The Age-Friendly Health System and 4M Model
To help augment this idea of equipping health care systems and their clinicians with more readily available geriatric knowledge, skills, and tools, the JAHF, along with the Institute for Healthcare Improvement (IHI), created the Age-Friendly Health System (AFHS) paradigm in 2015.10 Using the 4M model, the AFHS initiative established a set of evidence-based geriatric priorities and interventions meant to improve the care of older adults, reduce harm and duplication, and provide a framework for engaging leadership, clinical teams, and operational systems across inpatient and ambulatory settings.11 Mobility, including fall risk screening and intervention, is 1 of the 4M foundational elements of the Age-Friendly model.
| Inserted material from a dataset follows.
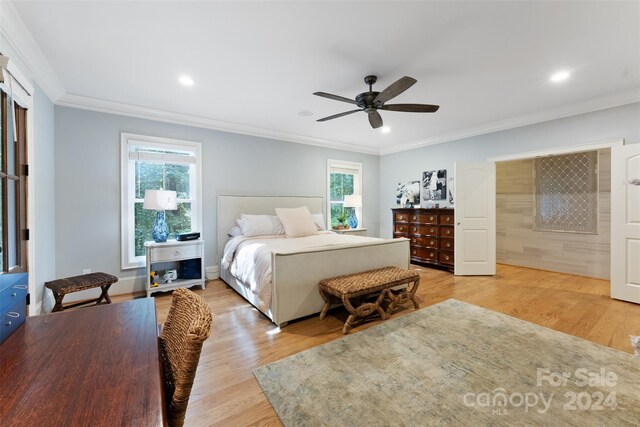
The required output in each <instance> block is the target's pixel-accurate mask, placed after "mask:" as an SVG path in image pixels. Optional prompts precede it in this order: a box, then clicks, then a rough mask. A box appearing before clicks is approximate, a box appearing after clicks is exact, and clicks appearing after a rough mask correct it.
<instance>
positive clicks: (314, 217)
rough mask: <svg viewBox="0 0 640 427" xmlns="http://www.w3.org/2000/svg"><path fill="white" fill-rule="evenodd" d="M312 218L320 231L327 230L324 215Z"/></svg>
mask: <svg viewBox="0 0 640 427" xmlns="http://www.w3.org/2000/svg"><path fill="white" fill-rule="evenodd" d="M311 217H312V218H313V222H315V223H316V226H317V227H318V231H324V230H326V229H327V225H326V224H325V222H324V215H322V214H311Z"/></svg>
In addition to Mobility, the 4M model also includes 3 other key geriatric domains: Mentation (dementia, depression, and delirium), Medication (high-risk medications, polypharmacy, and deprescribing), and What Matters (goals of care conversations and understanding quality of life for older patients).11 The 4M initiative encourages adoption of a geriatric lens that looks across chronic conditions and accounts for the interplay among geriatric syndromes, such as falls, cognitive impairment, and frailty, in order to provide care better tailored to what the patient needs and desires.12 IHI and JAHF have targeted the adoption of the 4M model by 20% of US health care systems by 2020.11
Mini-Fellowship and Mobility Week
To bolster geriatric skills among community-based primary care providers (PCPs), we initiated a Geriatric Mini-Fellowship, a 4-week condensed curriculum taught over 6 months. Each week focuses on 1 of the age-friendly 4Ms, with the goal of increasing the knowledge, self-efficacy, skills, and competencies of the participating PCPs (called “fellow” hereafter) and at the same time, equipping each to become a champion of geriatric practice. This article focuses on the Mobility week, the second week of the mini-fellowship, and the effect of the week on the fellows’ practice changes.
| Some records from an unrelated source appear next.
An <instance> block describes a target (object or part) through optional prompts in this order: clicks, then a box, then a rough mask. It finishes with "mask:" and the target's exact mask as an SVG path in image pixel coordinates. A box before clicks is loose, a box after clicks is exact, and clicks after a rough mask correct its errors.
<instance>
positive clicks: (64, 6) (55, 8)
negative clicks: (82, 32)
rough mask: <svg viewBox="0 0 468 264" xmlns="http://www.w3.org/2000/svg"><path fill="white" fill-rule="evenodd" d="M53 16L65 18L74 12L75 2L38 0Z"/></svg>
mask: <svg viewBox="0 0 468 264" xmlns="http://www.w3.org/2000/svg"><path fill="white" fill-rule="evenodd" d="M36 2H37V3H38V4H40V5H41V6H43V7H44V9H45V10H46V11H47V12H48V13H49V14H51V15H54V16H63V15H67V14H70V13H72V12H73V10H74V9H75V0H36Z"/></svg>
To construct the Mobility week’s curriculum with a focus on the ambulatory setting, we relied upon national evidence-based work in fall risk management. The Centers for Disease Control and Prevention (CDC) has made fall risk screening and management in primary care a high priority. Using the clinical practice guidelines for managing fall risk developed by the American and British Geriatrics Societies (AGS/BGS), the CDC developed the Stopping Elderly Accidents, Deaths, and Injuries (STEADI) toolkit.13 Foundational to the toolkit is the validated 12-item Stay Independent falls screening questionnaire (STEADI questionnaire).14 Patients who score 4 or higher (out of a total score of 14) on the questionnaire are considered at increased risk of falling. The CDC has developed a clinical algorithm that guides clinical teams through screening and assessment to help identify appropriate interventions to target specific risk factors. Research has clearly established that a multifactorial approach to fall risk intervention can be successful in reducing fall risk by as much as 25%.15-17
The significant morbidity and mortality caused by falls make training nongeriatrician clinicians on how to better address fall risk imperative. More than 25% of older adults fall each year.18 These falls contribute to rising rates of fall-related deaths,19 emergency department (ED) visits,20 and hospital readmissions.21 Initiatives like the AFHS focus on mobility and the CDC’s development of supporting clinical materials22 aim to improve primary care adoption of fall risk screening and intervention practices.23,24 The epidemic of falls must compel all PCPs, not just those practicing geriatrics, to make discussing and addressing fall risk and falls a priority.